We evaluated PA Bench on major frontier computer use models, including Claude Opus 4.6, Gemini 3 Pro, Gemini 3 Flash, and OpenAI Computer Use. We selected these four models because they natively support computer-use actions, whereas other frontier models such as GPT-5.2 currently do not. All agents used a shared canonical action space, with screen resolution set to the provider recommended configuration for each model. We additionally exposed a standardized tab-switching action to support cross application workflows. We capped each episode at 75 steps.

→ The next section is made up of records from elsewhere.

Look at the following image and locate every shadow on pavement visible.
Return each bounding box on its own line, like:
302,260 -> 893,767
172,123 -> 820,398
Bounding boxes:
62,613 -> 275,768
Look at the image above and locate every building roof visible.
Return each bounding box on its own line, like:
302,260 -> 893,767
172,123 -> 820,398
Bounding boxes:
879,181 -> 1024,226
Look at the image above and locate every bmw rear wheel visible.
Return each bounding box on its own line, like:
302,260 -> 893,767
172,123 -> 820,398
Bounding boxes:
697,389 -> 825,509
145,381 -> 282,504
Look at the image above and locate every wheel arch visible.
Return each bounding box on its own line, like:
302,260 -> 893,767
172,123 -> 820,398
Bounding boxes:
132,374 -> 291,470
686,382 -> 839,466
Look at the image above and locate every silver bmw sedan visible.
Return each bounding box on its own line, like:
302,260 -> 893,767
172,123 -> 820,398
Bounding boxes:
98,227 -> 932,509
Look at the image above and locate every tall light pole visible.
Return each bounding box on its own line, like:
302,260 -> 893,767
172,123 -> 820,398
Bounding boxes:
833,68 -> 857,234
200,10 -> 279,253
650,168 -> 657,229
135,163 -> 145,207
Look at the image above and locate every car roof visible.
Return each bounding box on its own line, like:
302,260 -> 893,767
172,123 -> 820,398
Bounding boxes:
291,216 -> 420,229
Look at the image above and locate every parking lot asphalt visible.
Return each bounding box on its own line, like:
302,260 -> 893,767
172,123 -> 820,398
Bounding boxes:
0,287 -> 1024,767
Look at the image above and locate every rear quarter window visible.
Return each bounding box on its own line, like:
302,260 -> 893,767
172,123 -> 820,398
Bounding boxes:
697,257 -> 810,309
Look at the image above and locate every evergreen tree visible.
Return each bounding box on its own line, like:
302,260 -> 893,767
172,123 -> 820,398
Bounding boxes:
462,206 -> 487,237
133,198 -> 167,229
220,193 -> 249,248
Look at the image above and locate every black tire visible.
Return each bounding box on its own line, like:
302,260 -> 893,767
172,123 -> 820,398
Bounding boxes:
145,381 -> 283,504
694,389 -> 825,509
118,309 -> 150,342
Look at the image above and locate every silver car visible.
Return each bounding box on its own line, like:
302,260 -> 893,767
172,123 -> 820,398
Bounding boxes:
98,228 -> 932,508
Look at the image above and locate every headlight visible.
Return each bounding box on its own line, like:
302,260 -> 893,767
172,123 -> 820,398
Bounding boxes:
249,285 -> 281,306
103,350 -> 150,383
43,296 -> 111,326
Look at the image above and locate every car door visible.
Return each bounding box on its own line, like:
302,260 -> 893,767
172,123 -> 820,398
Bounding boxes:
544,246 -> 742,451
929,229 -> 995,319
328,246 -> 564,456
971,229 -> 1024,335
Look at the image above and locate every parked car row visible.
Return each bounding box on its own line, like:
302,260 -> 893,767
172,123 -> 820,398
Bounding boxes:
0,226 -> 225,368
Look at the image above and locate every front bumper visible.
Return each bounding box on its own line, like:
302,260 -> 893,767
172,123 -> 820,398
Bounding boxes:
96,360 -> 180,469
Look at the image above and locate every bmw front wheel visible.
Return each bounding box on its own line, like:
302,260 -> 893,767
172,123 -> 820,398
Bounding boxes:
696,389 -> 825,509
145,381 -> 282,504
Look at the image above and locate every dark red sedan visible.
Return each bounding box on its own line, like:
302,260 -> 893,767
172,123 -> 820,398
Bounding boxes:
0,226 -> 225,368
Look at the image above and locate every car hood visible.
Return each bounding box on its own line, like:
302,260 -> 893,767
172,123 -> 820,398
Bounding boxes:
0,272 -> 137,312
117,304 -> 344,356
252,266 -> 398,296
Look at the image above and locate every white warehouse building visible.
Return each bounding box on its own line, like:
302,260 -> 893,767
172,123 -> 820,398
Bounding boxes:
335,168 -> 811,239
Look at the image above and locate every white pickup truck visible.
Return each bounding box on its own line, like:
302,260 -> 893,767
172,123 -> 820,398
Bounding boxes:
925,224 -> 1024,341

The above image shows the pass rate for each model tested on PA Bench.

The above image shows the average reward for each model tested on PA Bench.

Model	Task Success Rate (Full Success)	Average Reward (Including Partial Completion)
Claude Opus 4.6	68.8%	0.73
Gemini-3-flash-preview	31.3%	0.41
Gemini-3-pro-preview	25.0%	0.48
OpenAI CUA	12.5%	0.25

Task Success Rate: A task is considered successful only if all verifier checks pass ( each task verifier can have more than one multiple checks that contributes to total success).

Average Reward: The mean reward across tasks, computed as the total reward obtained divided by the number of tasks.

Error Analysis

Claude Opus 4.6

Claude Opus consistently demonstrates recovery-driven behavior rather than single-trajectory execution. When an attempted action does not change the environment, the agent actively searches for an alternative interaction path instead of repeating the same command.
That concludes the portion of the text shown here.